Pretty nice! One thing to note is that the tooltips are displaying in a proportional font, not a monospace one. I know at some point I had found a customizable variable to specify which font tooltips display in, but I apparently did not save it. If I find that variable, I will update this post to reflect how to do that.

The Emacs Lisp function and keybinding

Here is the code you will need for this behavior. It depends on having tooltip-show-at-point defined, which is found only in ESS 5.4 (the current version as of this post) or later. I contributed tooltip-show-at-point to the ESS project a few months ago. It is used to show argument tooltips when you type an opening parenthesis. Perhaps my object tooltip function will find its way into a future version of ESS. Here is the code.

;; ess-R-object-tooltip.el
;; 
;; I have defined a function, ess-R-object-tooltip, that when 
;; invoked, will return a tooltip with some information about
;; the object at point.  The information returned is 
;; determined by which R function is called.  This is controlled
;; by an alist, called ess-R-object-tooltip-alist.  The default is
;; given below.  The keys are the classes of R object that will
;; use the associated function.  For example, when the function
;; is called while point is on a factor object, a table of that
;; factor will be shown in the tooltip.  The objects must of course
;; exist in the associated inferior R process for this to work.
;; The special key "other" in the alist defines which function
;; to call when the class is not mached in the alist.  By default,
;; the str function is called, which is actually a fairly useful
;; default for data.frame and function objects. 
;; 
;; The last line of this file shows my default keybinding. 
;; I simply save this file in a directory in my load-path
;; and then place (require 'ess-R-object-tooltip) in my .emacs 

;; the alist
(setq ess-R-object-tooltip-alist
      '((numeric    . "summary")
        (factor     . "table")
        (integer    . "summary")
        (lm         . "summary")
        (other      . "str")))


(defun ess-R-object-tooltip ()
  "Get info for object at point, and display it in a tooltip."
  (interactive)
  (let ((objname (current-word))
        (curbuf (current-buffer))
        (tmpbuf (get-buffer-create "**ess-R-object-tooltip**")))
    (if objname
        (progn
          (ess-command (concat "class(" objname ")\n")  tmpbuf )   
          (set-buffer tmpbuf)
          (let ((bs (buffer-string)))
            (if (not(string-match "\(object .* not found\)\|unexpected" bs))
                (let* ((objcls (buffer-substring 
                                (+ 2 (string-match "\".*\"" bs)) 
                                (- (point-max) 2)))
                       (myfun (cdr(assoc-string objcls 
                                                ess-R-object-tooltip-alist))))
                  (progn
                    (if (eq myfun nil)
                        (setq myfun 
                              (cdr(assoc-string "other" 
                                                ess-R-object-tooltip-alist))))
                    (ess-command (concat myfun "(" objname ")\n") tmpbuf)
                    (let ((bs (buffer-string)))
                      (progn
                        (set-buffer curbuf)
                        (tooltip-show-at-point bs 0 30)))))))))
    (kill-buffer tmpbuf)))

;; my default key map
(define-key ess-mode-map "\C-c\C-g" 'ess-R-object-tooltip)

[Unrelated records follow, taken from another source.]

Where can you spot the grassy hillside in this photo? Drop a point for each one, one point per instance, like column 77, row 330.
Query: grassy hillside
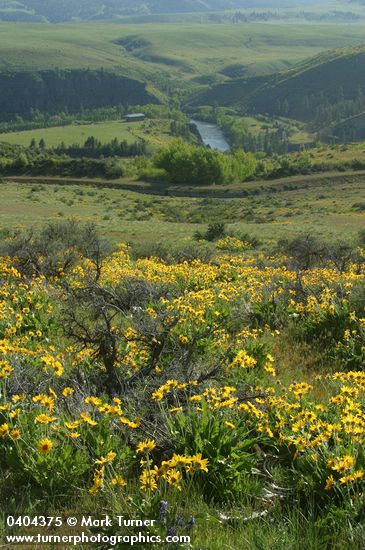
column 327, row 79
column 273, row 209
column 65, row 10
column 154, row 132
column 193, row 50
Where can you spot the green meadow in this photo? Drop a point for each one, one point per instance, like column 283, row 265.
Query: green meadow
column 183, row 52
column 328, row 206
column 155, row 132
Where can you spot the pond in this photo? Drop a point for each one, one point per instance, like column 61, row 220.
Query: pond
column 212, row 135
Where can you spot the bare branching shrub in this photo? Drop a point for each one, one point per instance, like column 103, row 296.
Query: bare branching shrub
column 56, row 248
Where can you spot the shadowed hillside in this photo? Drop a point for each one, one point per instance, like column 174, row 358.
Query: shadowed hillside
column 332, row 79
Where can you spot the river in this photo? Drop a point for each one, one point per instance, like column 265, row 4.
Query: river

(provide 'ess-R-object-tooltip)

Notice that you can add your own object classes and functions fairly easily at the top of the program. There is a special “other” class which will be called for classes not defined otherwise.

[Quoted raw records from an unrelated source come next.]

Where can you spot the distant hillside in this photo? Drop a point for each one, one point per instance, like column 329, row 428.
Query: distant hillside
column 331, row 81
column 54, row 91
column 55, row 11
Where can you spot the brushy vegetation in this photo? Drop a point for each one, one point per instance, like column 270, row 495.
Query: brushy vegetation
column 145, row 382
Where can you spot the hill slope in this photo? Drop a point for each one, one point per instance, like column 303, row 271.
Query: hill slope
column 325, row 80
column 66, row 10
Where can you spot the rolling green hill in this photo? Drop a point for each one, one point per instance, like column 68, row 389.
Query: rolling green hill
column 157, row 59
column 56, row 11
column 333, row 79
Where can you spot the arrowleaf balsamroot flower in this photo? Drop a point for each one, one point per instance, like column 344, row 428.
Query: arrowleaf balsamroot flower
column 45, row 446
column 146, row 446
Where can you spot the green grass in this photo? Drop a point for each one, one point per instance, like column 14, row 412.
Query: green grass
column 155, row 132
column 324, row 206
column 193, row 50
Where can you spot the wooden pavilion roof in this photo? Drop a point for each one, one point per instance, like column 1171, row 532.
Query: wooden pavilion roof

Further meta-data features in ESS?

If you can think if anymore examples for types of objects that this would be useful for, feel free to post them in the comments. I think this is a very useful feature when interactively examining datasets, fitting models, and analyzing data. In general, I think there are many more interesting ways to have meta-data on objects available quickly within the ESS and R system. I will be sure to share them as I explore ways to more efficiently do statistical analysis within the R environment.